Ainsi, même lorsqu’il s’agit d’une question relevant nettement d’une règle de droit fédérale valide, la Cour fédérale du Canada n’est pas présumée avoir compétence en l’absence d’un texte de loi fédéral exprès. En revanche, en raison de leur compétence générale sur toute question en matière civile, criminelle, provinciale, fédérale et constitutionnelle, les cours supérieures des provinces jouissent de cette présomption.

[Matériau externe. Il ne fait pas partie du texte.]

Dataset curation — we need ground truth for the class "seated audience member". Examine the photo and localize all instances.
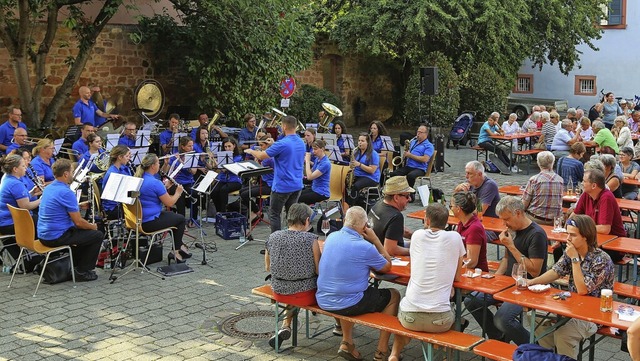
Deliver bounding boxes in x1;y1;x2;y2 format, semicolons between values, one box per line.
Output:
369;176;415;257
389;204;464;361
569;167;627;262
316;206;400;360
0;153;42;260
578;117;593;142
451;192;489;272
464;196;547;345
611;115;633;148
298;139;331;204
584;120;620;154
38;159;104;282
556;142;587;187
264;203;320;348
522;151;564;226
528;215;614;359
551;119;580;159
454;160;500;217
478;112;517;172
599;154;622;198
618;147;640;199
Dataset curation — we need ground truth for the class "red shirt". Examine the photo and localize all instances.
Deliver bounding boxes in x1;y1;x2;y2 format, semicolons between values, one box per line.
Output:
458;215;489;272
574;189;627;237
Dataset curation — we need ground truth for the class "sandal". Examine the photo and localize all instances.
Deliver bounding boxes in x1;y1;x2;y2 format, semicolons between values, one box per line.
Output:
338;341;362;361
373;350;391;361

29 Cette présomption n’est pas un accessoire nécessaire de la structure de notre Constitution. L’article 101 habilite le Parlement à créer une cour fédérale dotée d’une compétence générale sur l’administration de toutes les lois fédérales. Pour une raison ou pour une autre, il n’a pas choisi de créer un tel tribunal. En outre, la présomption est le fruit d’une longue jurisprudence qui a suivi les indications constitutionnelles et historiques décrites précédemment, plutôt qu’une exigence constitutionnelle explicite. À cet égard, voici les commentaires pertinents de Bora Laskin, devenu plus tard Juge en chef du Canada, qui a décrit ainsi la situation en 1969 (dans The British Tradition in Canadian Law, aux pp. 113 et 114):

[traduction] Au Canada, le besoin d’établir un système judiciaire distinct pour le droit fédéral ne s’est pas fait sentir de façon très pressante, parce que, tout simplement, les tribunaux provinciaux ont, dès le début de la fédération canadienne, statué sur des litiges concernant des lois fédérales. Contrairement à l’Australie, où la Constitution habilite le Parlement fédéral à attribuer aux tribunaux des États compétence sur des matières fédérales, l’Acte de l’Amérique du Nord britannique ne renferme aucune disposition expresse sur la question. Par voie d’inférence, le pouvoir des provinces de légiférer sur l’administration de la justice sur leur territoire, y compris la constitution, le maintien et l’organisation de tribunaux provinciaux de juridiction tant civile que criminelle -- sans réserve visant les sujets de compétence fédérale -- est un indice de la possibilité de s’adresser aux tribunaux provinciaux pour faire valoir des causes d’action fondées sur les lois fédérales et pour faire appliquer le droit criminel fédéral [. . .] Ils peuvent être considérés, pro tanto, comme des tribunaux fédéraux, dans la mesure où ils appliquent le droit fédéral.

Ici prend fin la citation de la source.